A new Cornell University-led study finds that the genome for a widely researched worm, on which countless studies are based, was flawed. Now, a fresh genome sequence will set the record straight and improve the accuracy of future research.
When scientists study the genetics of an organism, they start with a standard genome sequenced from a single strain that serves as a baseline. It's like a chess board in a chess game: every board is fundamentally the same.
One model organism that scientists use in research is a worm called Caenorhabditis elegans. The worm - the first multicellular eukaryote (animal, plant or fungus) to have its genome sequenced - is easy to grow and has simple biology with no bones, heart or circulatory system. At the same time, it shares many genes and molecular pathways with humans, making it a go-to model for studying gene function, drug treatments, aging and human diseases such as cancer and diabetes.
Genetic studies of C. elegans were based on a single strain, called N2, which researchers have ordered for decades from the C. elegans stock center at the University of Minnesota. Though people tried to uphold a common standard, individual labs grew N2 strains on their own, which led to morphing.
Over the last decade, with more advanced genetic experiments using high levels of DNA sequencing, scientists were alarmed to discover that there is no longer a single laboratory strain that everyone was using. Over 40 years there have arisen many different N2 strains; we can't rely on any one of them to do experiments."

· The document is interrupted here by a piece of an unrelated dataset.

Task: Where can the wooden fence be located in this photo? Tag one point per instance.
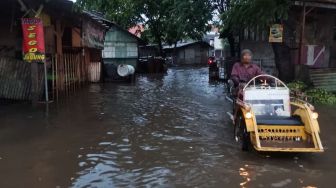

Erich Schwarz, assistant research professor in the Department of Molecular Biology and Genetics
Schwarz is a senior author of a new study published in Genome Research that describes a single genetically clean strain, called VC2010, where each individual is truly identical. Schwarz and colleagues from the University of Tokyo, Stanford University, the University of British Columbia and the University of Minnesota used cutting-edge techniques to sequence VC2010's genome and create a new standard.
As part of the study, the researchers compared VC2010 to the original N2 genome. They expected a near-perfect match, but got a surprise. "Along with the 100 million nucleotides we expected to see, we discovered an extra 2 million nucleotides, an extra two percent of the genome," that was hidden in the original, likely due to limitations of old technology, Schwarz said.
Schwarz added that similar issues are likely occurring in the standard genomes of other organisms, including humans. "It shows us that having the true complete DNA of an animal is not as easy as we thought it was," he said.
Other labs have begun using modern sequencing tools to reassess other genomes, which has implications for synthetic biology, where scientists are creating life - such as bacteria - from scratch. "Having a really good DNA sequence is an important baseline," Schwarz said.